Proving a common law marriage often relies on cohabitation evidence and reputation in the community. The more evidence of holding out as a married couple, the easier it is to establish the marriage later if needed.

Establishing a Common Law Marriage in Texas

Legal Implications of Common Law Marriage in Texas

Common law marriage confers all the legal rights and responsibilities of a formally licensed marriage. These include:

  • Community property – Assets acquired during the marriage are jointly owned.
  • Inheritance – A spouse can inherit property if their partner dies without a will.
  • Medical decisions – A spouse can make decisions if their partner is incapacitated.
  • Child custody and support – Children born during the marriage are legally recognized.
  • Taxes – Couples can file joint state and federal tax returns.
  • Insurance benefits – Spouses can be added to health insurance policies.
  • Debt liability – Spouses may be liable for any debts incurred during the marriage.
  • Alimony and division of assets – These legal standards apply if the common law marriage ends.

So while common law marriage originates informally, the legal implications are identical to formal marriage.

Dissolution of a Common Law Marriage in Texas

Common law marriages can only be terminated through legal divorce or death of a spouse. There is no informal process for dissolving a common law marriage in Texas.

The divorce process is the same as with a licensed marriage. Either spouse must petition the court for divorce and follow standard legal divorce proceedings.

The court will divide community property, determine child custody, arrange spousal support if applicable, and formally dissolve the common law marriage through a divorce decree. Without formal divorce proceedings, the couple remains legally married.

Common Misconceptions About Common Law Marriage in Texas

There are some frequent misunderstandings about common law marriage in Texas. To clarify:

  • Cohabiting for a long time does not automatically create a common law marriage. The couple must agree to be married.
  • There is no minimum duration of cohabitation required for a valid common law marriage.
  • Engagement to be married in the future does not equate to a common law marriage currently.
  • Having children together or sharing finances does not prove a common law marriage.
  • Referring to a partner as “husband” or “wife” on occasion does not meet the “holding out” requirement.
  • A temporary absence from Texas does not invalidate an existing common law marriage.

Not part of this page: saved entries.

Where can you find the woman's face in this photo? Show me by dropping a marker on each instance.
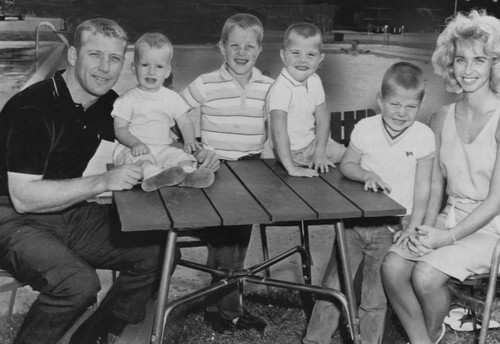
(471, 65)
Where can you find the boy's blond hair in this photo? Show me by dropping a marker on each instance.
(305, 30)
(244, 21)
(406, 75)
(153, 40)
(103, 26)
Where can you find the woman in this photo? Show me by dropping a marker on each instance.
(458, 242)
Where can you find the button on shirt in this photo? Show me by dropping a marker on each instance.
(299, 101)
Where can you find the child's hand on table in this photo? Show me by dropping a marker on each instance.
(298, 171)
(139, 148)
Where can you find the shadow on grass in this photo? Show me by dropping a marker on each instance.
(284, 311)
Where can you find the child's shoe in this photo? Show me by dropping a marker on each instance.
(201, 178)
(168, 177)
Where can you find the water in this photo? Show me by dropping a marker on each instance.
(350, 82)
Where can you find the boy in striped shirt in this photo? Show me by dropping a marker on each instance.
(231, 102)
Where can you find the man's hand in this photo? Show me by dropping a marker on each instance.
(191, 147)
(122, 177)
(321, 164)
(208, 159)
(402, 237)
(139, 148)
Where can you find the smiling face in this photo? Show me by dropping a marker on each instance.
(240, 52)
(400, 107)
(152, 66)
(302, 55)
(471, 66)
(98, 62)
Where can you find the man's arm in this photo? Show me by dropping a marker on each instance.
(32, 194)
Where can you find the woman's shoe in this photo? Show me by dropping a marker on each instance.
(443, 331)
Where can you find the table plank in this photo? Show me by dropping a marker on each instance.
(189, 207)
(372, 204)
(141, 211)
(233, 202)
(280, 202)
(324, 199)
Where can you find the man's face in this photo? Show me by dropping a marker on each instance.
(240, 51)
(98, 63)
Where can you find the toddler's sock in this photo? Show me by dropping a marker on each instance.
(168, 177)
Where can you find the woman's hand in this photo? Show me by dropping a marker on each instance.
(428, 239)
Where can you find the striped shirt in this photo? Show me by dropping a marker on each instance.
(232, 118)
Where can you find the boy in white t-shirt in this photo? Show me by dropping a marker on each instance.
(144, 115)
(393, 153)
(296, 107)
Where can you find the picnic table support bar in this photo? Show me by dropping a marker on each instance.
(348, 287)
(168, 263)
(256, 280)
(248, 275)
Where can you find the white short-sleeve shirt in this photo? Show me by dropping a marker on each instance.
(299, 101)
(150, 114)
(393, 160)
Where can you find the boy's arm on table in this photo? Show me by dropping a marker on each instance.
(351, 168)
(320, 162)
(124, 136)
(421, 196)
(281, 140)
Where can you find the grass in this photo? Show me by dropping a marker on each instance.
(283, 309)
(288, 320)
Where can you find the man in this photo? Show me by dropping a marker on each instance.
(50, 238)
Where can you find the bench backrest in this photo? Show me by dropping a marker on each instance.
(342, 124)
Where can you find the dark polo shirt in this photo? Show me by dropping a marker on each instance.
(43, 132)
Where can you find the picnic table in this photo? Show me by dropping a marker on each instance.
(252, 192)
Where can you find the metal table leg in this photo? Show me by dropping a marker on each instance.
(348, 280)
(168, 263)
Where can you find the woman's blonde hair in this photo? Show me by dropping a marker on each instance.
(468, 28)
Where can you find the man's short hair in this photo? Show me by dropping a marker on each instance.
(104, 26)
(153, 40)
(244, 21)
(406, 75)
(303, 29)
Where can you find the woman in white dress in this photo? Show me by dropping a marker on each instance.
(459, 241)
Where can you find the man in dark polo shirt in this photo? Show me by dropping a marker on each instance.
(50, 237)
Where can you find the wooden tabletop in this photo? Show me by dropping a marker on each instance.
(251, 192)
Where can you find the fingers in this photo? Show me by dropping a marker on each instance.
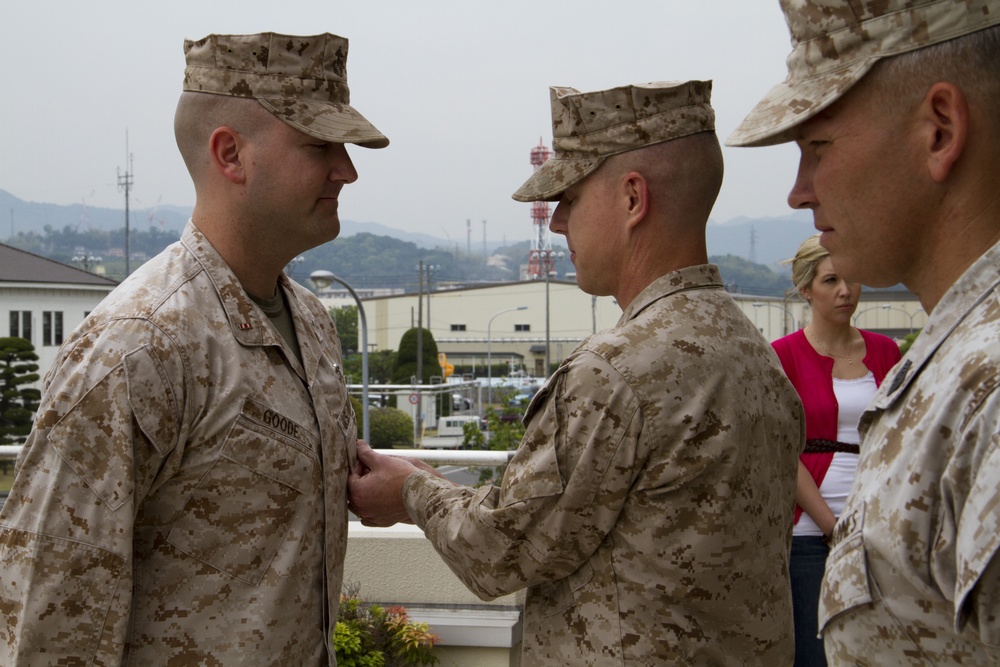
(366, 454)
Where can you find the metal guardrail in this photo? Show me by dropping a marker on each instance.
(463, 457)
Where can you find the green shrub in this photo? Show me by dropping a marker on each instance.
(369, 635)
(504, 433)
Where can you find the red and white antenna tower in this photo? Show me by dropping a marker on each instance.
(540, 260)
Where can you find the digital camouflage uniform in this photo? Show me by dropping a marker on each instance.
(648, 509)
(181, 499)
(913, 577)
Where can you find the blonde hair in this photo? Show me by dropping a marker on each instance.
(807, 258)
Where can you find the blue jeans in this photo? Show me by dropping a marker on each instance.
(805, 567)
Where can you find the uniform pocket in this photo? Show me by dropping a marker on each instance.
(558, 596)
(845, 583)
(237, 517)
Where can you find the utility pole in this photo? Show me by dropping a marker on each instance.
(125, 183)
(420, 347)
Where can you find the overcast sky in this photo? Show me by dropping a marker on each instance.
(459, 87)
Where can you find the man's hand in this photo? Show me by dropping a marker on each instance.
(375, 487)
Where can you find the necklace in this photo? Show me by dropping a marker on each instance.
(810, 334)
(837, 356)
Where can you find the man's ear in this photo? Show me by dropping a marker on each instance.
(225, 147)
(635, 197)
(944, 118)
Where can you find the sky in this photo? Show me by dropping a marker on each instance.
(459, 87)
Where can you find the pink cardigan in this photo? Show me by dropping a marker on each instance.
(812, 376)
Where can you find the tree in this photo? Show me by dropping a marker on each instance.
(18, 403)
(390, 427)
(504, 431)
(406, 358)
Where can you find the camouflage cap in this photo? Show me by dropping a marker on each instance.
(835, 42)
(301, 80)
(589, 127)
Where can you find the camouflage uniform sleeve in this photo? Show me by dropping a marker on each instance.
(66, 532)
(972, 519)
(560, 496)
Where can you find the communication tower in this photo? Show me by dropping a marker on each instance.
(540, 260)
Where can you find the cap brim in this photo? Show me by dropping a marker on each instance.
(776, 117)
(554, 176)
(337, 123)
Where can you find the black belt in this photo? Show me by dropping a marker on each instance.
(821, 446)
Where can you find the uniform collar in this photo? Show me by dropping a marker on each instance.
(246, 319)
(691, 277)
(975, 285)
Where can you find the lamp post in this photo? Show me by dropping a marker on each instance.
(758, 304)
(322, 279)
(489, 353)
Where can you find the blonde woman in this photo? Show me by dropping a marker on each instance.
(836, 369)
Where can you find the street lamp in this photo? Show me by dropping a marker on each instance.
(758, 304)
(322, 279)
(489, 354)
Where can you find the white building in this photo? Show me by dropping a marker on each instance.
(516, 322)
(43, 300)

Common law marriage requires an agreement to be married in the present, not just romantic behaviors or future plans.

Case Studies and Examples

To illustrate common law marriage in practice, here are some examples:

  • James and Sara agreed to marry, lived together in Houston for 10 years, and filed joint tax returns. After James died, Sara inherited his property as his common law wife.
  • Mark and Jessica told family and friends they were married, but never officially tied the knot. When they split up after 8 years, Jessica took Mark to court for alimony as her common law husband.
  • Chris and Patricia considered themselves married but continued living in separate homes. Because they didn’t satisfy the cohabitation rule, they did not have a legal common law marriage.
  • Andrew and Felicia agreed to marry informally but broke up after six months of dating long distance. Since they never lived together in Texas, they did not establish a common law marriage.

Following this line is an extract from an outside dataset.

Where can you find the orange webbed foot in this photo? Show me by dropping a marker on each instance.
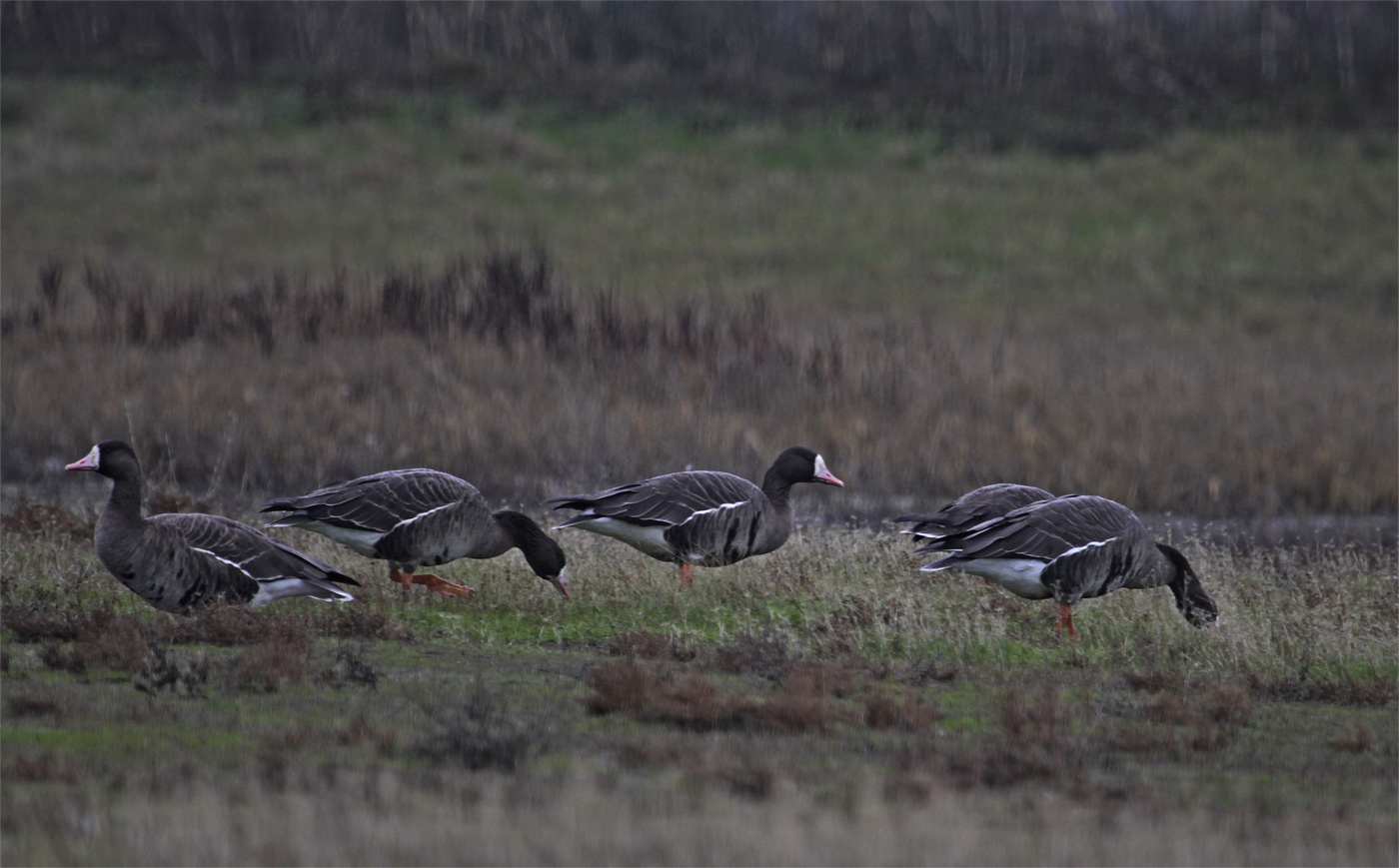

Common law marriage is a legitimate form of legal marriage in Texas that confers all the rights and obligations of a traditionally formalized marriage. Couples who wish to avoid the formalities of licensure and ceremony can instead agree privately to be married and present themselves publicly as spouses. However, couples should still understand the legal implications involved when entering into a common law marriage. This guide provides a thorough legal overview of establishing and terminating a common law marriage in Texas.